Klinefelter syndrome (KS) is the most frequent genetic anomaly in infertile men. Given its unclear mechanism, we aim to investigate critical genes and pathways in the pathogenesis of KS based on three bulk and one single-cell transcriptome data sets from Gene Expression Omnibus. We merged two data sets (GSE42331 and GSE47584) with human KS whole blood samples. When comparing the control and KS samples, five hub genes, including defensin alpha 4 (DEFA4), bactericidal permeability increasing protein (BPI), myeloperoxidase (MPO), intelectin 1 (ITLN1), and Xg Glycoprotein (XG), were identified.

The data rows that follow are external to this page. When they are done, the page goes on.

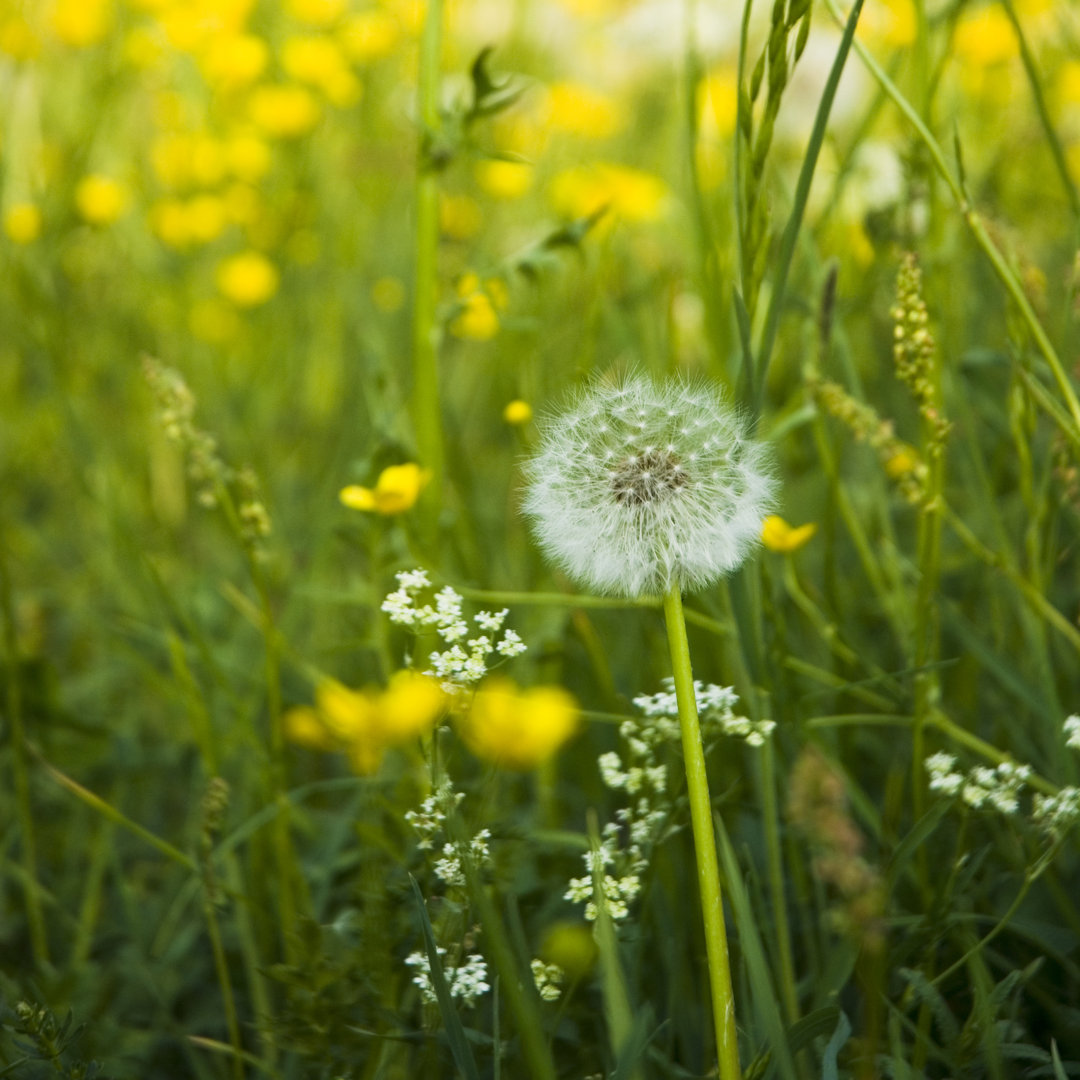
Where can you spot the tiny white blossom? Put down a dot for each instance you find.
(1072, 731)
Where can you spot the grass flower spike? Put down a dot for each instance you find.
(638, 488)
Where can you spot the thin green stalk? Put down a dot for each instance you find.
(427, 413)
(770, 815)
(13, 706)
(974, 223)
(704, 840)
(1040, 107)
(798, 207)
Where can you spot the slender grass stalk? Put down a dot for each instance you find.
(798, 208)
(704, 840)
(427, 414)
(982, 238)
(24, 812)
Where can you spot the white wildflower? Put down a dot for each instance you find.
(1072, 731)
(467, 981)
(639, 487)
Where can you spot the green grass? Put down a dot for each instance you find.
(185, 892)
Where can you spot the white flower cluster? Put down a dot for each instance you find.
(449, 866)
(1056, 814)
(618, 891)
(430, 820)
(466, 661)
(467, 981)
(982, 786)
(716, 706)
(549, 980)
(1072, 731)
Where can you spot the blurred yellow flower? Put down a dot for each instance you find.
(17, 40)
(571, 946)
(777, 535)
(395, 490)
(247, 158)
(318, 61)
(247, 279)
(517, 729)
(22, 223)
(368, 36)
(364, 724)
(984, 36)
(388, 294)
(459, 216)
(626, 192)
(718, 102)
(902, 462)
(316, 12)
(891, 23)
(81, 23)
(517, 413)
(476, 319)
(99, 199)
(504, 179)
(234, 61)
(580, 110)
(284, 111)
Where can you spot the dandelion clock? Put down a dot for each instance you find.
(639, 488)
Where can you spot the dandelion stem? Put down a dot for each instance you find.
(704, 840)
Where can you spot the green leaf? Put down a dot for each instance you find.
(451, 1022)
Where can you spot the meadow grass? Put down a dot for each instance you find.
(289, 292)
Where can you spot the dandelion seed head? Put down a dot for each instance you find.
(672, 489)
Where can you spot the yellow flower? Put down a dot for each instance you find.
(100, 200)
(777, 535)
(17, 40)
(22, 223)
(315, 12)
(984, 36)
(517, 413)
(477, 319)
(247, 158)
(395, 490)
(81, 23)
(247, 280)
(517, 729)
(283, 111)
(902, 462)
(504, 179)
(571, 946)
(234, 61)
(626, 192)
(410, 705)
(364, 724)
(580, 110)
(368, 36)
(892, 23)
(318, 61)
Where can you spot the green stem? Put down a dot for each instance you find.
(427, 415)
(974, 223)
(13, 706)
(704, 840)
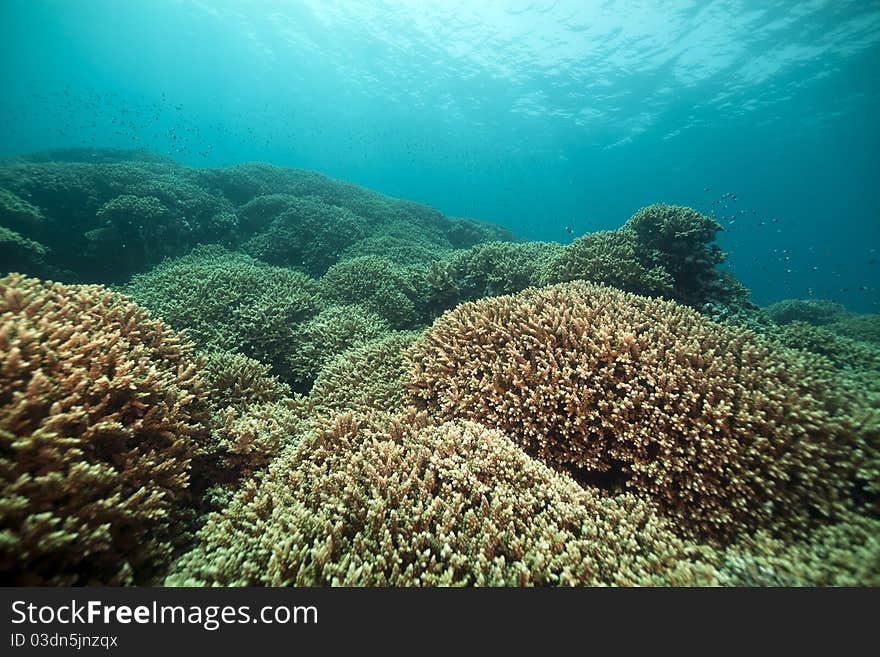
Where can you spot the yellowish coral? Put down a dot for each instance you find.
(726, 431)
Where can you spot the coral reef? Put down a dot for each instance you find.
(485, 270)
(680, 241)
(816, 312)
(100, 222)
(329, 333)
(100, 414)
(375, 283)
(366, 378)
(258, 412)
(608, 257)
(405, 503)
(858, 327)
(726, 431)
(229, 301)
(231, 379)
(844, 353)
(309, 235)
(846, 553)
(662, 250)
(101, 216)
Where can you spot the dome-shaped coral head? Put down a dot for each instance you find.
(99, 416)
(724, 430)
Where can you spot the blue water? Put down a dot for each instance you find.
(537, 115)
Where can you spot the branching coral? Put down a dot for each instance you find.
(309, 235)
(609, 258)
(404, 503)
(99, 417)
(680, 241)
(375, 283)
(229, 301)
(104, 221)
(725, 430)
(366, 378)
(816, 312)
(488, 269)
(858, 327)
(846, 553)
(231, 379)
(330, 332)
(662, 250)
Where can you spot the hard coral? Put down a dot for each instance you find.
(608, 257)
(366, 378)
(726, 431)
(308, 234)
(229, 301)
(405, 503)
(375, 283)
(332, 331)
(99, 418)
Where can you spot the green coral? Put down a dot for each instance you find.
(101, 415)
(845, 553)
(232, 379)
(609, 258)
(309, 235)
(401, 502)
(369, 377)
(816, 312)
(18, 253)
(18, 214)
(330, 332)
(858, 327)
(397, 249)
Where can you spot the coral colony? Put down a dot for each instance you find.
(261, 376)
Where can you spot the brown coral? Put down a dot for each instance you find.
(405, 503)
(99, 416)
(725, 430)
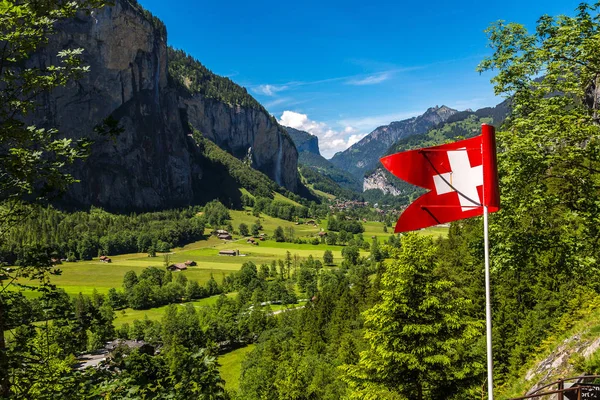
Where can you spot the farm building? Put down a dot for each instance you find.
(177, 267)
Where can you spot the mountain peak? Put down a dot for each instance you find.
(365, 154)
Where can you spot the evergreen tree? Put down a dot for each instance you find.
(418, 336)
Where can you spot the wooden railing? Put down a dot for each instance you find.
(579, 391)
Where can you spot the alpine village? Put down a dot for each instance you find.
(165, 235)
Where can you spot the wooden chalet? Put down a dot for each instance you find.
(177, 267)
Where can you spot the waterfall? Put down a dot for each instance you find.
(156, 50)
(279, 160)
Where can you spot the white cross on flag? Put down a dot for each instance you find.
(461, 176)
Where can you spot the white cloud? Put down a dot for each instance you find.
(355, 139)
(270, 90)
(370, 80)
(330, 140)
(373, 121)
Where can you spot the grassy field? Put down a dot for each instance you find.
(231, 366)
(85, 276)
(128, 315)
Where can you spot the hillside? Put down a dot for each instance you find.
(304, 141)
(318, 171)
(364, 155)
(461, 125)
(157, 96)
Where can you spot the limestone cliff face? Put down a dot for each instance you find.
(238, 129)
(304, 141)
(378, 180)
(364, 155)
(154, 162)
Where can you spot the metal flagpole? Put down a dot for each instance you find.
(488, 307)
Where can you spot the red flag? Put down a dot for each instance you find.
(462, 177)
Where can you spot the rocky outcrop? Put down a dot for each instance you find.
(304, 141)
(154, 162)
(364, 155)
(238, 129)
(378, 180)
(559, 365)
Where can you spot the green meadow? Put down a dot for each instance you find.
(85, 276)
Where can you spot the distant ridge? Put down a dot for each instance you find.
(319, 172)
(364, 155)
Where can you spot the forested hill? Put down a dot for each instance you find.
(157, 96)
(304, 141)
(364, 155)
(464, 124)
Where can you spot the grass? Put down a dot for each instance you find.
(85, 276)
(231, 366)
(128, 315)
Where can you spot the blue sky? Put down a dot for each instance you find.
(340, 69)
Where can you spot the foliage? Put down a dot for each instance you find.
(419, 335)
(341, 223)
(194, 77)
(325, 183)
(546, 236)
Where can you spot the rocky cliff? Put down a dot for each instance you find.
(304, 141)
(364, 155)
(378, 180)
(154, 163)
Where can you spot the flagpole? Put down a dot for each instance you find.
(488, 307)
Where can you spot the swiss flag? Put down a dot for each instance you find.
(462, 178)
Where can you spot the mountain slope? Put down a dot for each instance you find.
(364, 155)
(137, 81)
(463, 124)
(304, 141)
(318, 171)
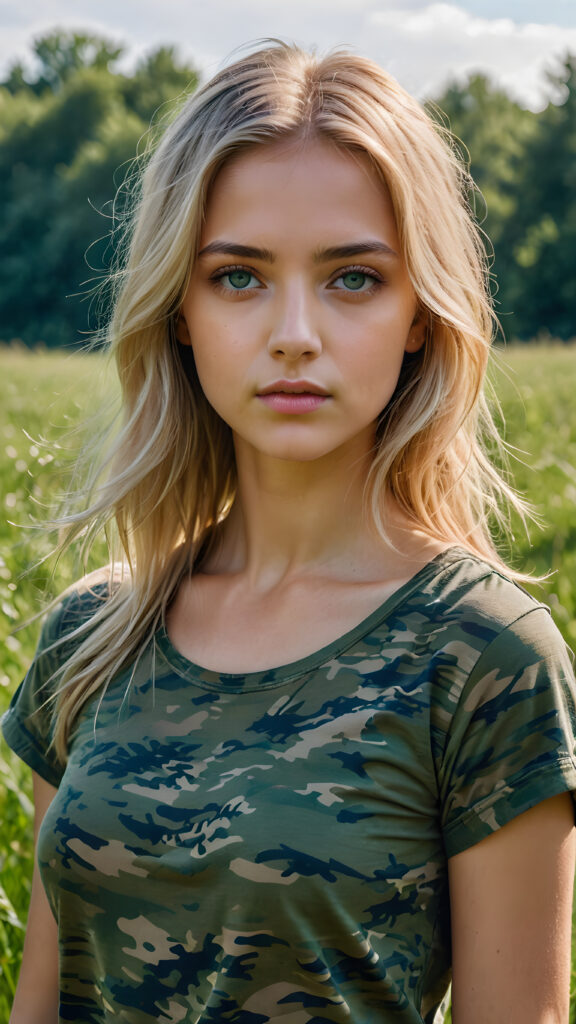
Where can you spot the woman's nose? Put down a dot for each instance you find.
(294, 331)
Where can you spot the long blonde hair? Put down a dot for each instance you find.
(171, 476)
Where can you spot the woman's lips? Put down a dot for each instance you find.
(293, 396)
(292, 401)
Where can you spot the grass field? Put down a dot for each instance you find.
(44, 395)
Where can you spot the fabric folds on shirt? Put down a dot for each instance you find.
(273, 847)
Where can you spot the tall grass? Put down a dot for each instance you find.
(44, 395)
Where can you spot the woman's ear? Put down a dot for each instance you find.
(181, 331)
(417, 333)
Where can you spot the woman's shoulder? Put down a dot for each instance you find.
(72, 611)
(469, 584)
(474, 605)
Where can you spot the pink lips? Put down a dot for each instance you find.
(293, 396)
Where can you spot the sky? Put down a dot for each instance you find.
(423, 44)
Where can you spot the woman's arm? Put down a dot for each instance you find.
(36, 1000)
(511, 915)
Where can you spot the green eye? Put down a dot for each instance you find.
(239, 279)
(354, 281)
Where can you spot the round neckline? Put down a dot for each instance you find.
(279, 675)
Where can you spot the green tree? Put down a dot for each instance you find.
(540, 239)
(68, 140)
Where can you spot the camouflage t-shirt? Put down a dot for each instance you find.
(273, 847)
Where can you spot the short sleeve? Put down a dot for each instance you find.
(511, 739)
(27, 724)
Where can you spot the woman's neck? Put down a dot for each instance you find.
(309, 518)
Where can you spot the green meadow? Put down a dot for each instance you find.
(44, 398)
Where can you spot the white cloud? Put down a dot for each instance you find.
(422, 43)
(442, 41)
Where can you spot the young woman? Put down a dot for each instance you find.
(311, 751)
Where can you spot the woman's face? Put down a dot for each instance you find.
(299, 307)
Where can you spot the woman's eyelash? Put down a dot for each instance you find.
(357, 268)
(224, 271)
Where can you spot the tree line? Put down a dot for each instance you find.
(70, 130)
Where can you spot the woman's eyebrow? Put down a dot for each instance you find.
(222, 248)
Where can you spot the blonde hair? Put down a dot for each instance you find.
(171, 476)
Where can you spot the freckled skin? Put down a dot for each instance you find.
(343, 324)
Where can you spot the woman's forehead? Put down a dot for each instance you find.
(288, 185)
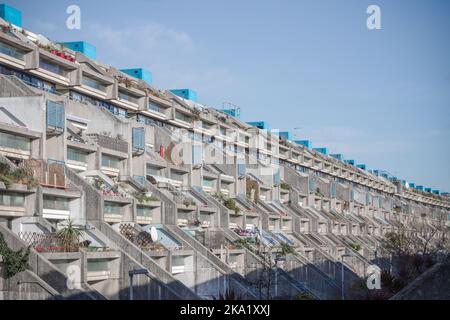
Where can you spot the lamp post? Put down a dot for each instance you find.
(131, 274)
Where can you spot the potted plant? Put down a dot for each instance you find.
(70, 236)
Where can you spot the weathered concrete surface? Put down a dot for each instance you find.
(434, 284)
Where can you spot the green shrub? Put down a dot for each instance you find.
(13, 261)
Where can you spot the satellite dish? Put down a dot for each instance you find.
(154, 234)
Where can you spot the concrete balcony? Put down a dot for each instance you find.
(110, 143)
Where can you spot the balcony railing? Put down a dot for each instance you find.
(47, 242)
(140, 238)
(51, 174)
(110, 143)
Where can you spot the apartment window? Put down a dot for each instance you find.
(95, 265)
(138, 139)
(110, 162)
(52, 67)
(177, 176)
(312, 185)
(144, 212)
(152, 171)
(333, 189)
(55, 114)
(11, 51)
(182, 116)
(56, 203)
(12, 200)
(14, 142)
(277, 177)
(87, 81)
(196, 154)
(223, 131)
(242, 169)
(177, 261)
(155, 107)
(208, 182)
(112, 208)
(206, 125)
(76, 155)
(127, 97)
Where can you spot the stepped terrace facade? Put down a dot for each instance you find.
(152, 180)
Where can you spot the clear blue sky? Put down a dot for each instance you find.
(380, 97)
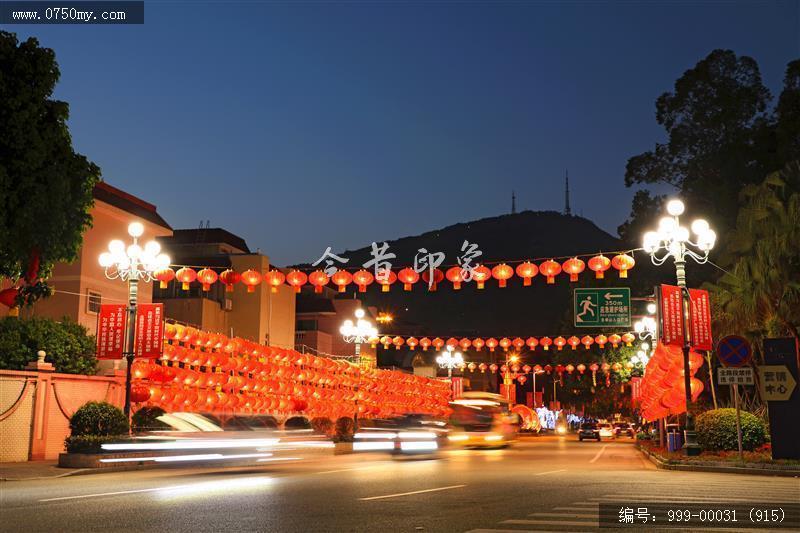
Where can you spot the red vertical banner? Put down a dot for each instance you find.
(671, 315)
(149, 339)
(701, 319)
(111, 331)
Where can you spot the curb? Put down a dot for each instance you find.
(755, 471)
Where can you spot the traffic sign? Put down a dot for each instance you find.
(734, 350)
(603, 307)
(777, 383)
(735, 376)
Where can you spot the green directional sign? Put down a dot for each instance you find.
(603, 307)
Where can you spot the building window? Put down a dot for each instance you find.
(93, 302)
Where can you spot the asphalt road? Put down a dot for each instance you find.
(546, 483)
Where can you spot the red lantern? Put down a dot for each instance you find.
(164, 276)
(206, 277)
(438, 276)
(229, 278)
(502, 273)
(550, 269)
(186, 275)
(480, 274)
(362, 278)
(573, 341)
(527, 271)
(296, 279)
(587, 341)
(546, 342)
(623, 263)
(385, 279)
(408, 277)
(318, 279)
(599, 264)
(454, 276)
(573, 267)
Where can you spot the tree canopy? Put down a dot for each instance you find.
(45, 186)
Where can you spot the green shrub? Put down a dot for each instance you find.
(68, 345)
(344, 429)
(716, 430)
(89, 443)
(98, 418)
(146, 419)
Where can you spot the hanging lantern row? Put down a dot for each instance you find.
(407, 276)
(207, 372)
(663, 389)
(398, 341)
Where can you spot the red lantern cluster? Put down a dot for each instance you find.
(211, 373)
(663, 391)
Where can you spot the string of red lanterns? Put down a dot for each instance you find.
(208, 372)
(518, 343)
(502, 273)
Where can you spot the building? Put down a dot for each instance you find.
(81, 286)
(319, 317)
(263, 316)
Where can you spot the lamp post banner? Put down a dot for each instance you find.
(671, 319)
(149, 340)
(111, 331)
(701, 319)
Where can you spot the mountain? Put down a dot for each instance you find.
(538, 310)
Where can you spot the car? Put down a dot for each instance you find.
(589, 430)
(623, 429)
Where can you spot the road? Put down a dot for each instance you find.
(547, 483)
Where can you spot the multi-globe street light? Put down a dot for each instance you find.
(358, 333)
(132, 264)
(672, 240)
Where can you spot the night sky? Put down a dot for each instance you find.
(302, 126)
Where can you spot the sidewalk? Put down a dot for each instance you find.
(34, 470)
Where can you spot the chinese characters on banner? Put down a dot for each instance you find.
(149, 340)
(701, 319)
(671, 319)
(111, 331)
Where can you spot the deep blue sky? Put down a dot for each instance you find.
(301, 126)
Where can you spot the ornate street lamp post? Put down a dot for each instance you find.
(673, 240)
(131, 264)
(358, 333)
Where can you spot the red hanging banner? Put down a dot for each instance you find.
(111, 331)
(701, 319)
(671, 315)
(149, 340)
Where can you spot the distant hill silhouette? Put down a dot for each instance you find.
(538, 310)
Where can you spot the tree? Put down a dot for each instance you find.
(718, 129)
(45, 186)
(759, 295)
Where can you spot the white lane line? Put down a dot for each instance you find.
(412, 492)
(550, 472)
(596, 457)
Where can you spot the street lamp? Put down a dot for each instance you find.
(673, 240)
(358, 333)
(131, 264)
(450, 360)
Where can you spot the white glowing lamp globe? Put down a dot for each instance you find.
(675, 208)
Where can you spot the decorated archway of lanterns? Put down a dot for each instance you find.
(502, 272)
(211, 373)
(663, 391)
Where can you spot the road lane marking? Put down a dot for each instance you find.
(596, 457)
(550, 472)
(412, 492)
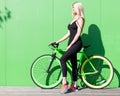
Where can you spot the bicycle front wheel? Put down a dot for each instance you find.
(46, 71)
(97, 72)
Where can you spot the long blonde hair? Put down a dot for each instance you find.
(79, 8)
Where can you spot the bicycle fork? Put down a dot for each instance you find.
(51, 62)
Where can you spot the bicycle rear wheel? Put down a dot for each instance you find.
(46, 71)
(97, 72)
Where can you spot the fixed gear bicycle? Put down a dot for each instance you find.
(96, 71)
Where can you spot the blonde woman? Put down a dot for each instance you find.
(74, 45)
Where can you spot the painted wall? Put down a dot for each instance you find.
(27, 27)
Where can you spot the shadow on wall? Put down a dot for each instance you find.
(4, 15)
(93, 38)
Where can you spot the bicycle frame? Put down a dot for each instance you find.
(58, 53)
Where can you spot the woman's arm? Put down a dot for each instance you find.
(64, 37)
(79, 23)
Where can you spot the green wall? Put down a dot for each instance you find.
(27, 27)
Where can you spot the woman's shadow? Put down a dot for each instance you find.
(93, 39)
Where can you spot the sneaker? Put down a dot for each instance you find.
(64, 88)
(73, 89)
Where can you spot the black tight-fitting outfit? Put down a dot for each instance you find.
(71, 53)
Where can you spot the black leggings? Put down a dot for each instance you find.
(71, 54)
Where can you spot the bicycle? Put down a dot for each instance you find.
(95, 71)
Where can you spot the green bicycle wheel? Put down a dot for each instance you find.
(97, 72)
(45, 75)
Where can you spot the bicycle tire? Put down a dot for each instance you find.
(103, 75)
(39, 73)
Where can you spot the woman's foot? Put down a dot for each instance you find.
(73, 88)
(64, 88)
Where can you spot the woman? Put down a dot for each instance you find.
(74, 45)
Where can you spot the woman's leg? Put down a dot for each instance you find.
(74, 69)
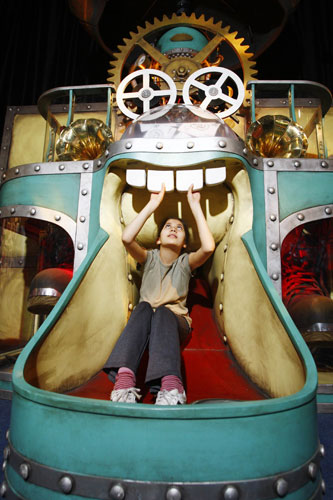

Besides, infiltrated degree of certain immune cells such as CD56 NK cell were positively associated with the expression of ITLN1 and XG. Kyoto Encyclopedia of Genes and Genomes analysis identified upregulated phosphatidylinositol 3-kinase (PI3K)/AKT pathway in KS. Gene set enrichment analysis followed by gene set variation analysis confirmed the upregulation of G2M checkpoint and heme metabolism in KS. Thereafter, the GSE200680 data set was used for external validation of the expression variation of hub genes from healthy to KS testicular samples, and each hub gene yielded excellent discriminatory capability for KS without exception. At the single-cell level, the GSE136353 data set was utilized to evaluate intercellular communication between different cell types in KS patient, and strong correlations were detected between macrophages/ dendritic cells/ NK cells and the other cell types. Collectively, we provided hub genes, pathways, immune cell infiltration degree, and cell-cell communication in KS, warranting novel insights into the pathogenesis of this disease.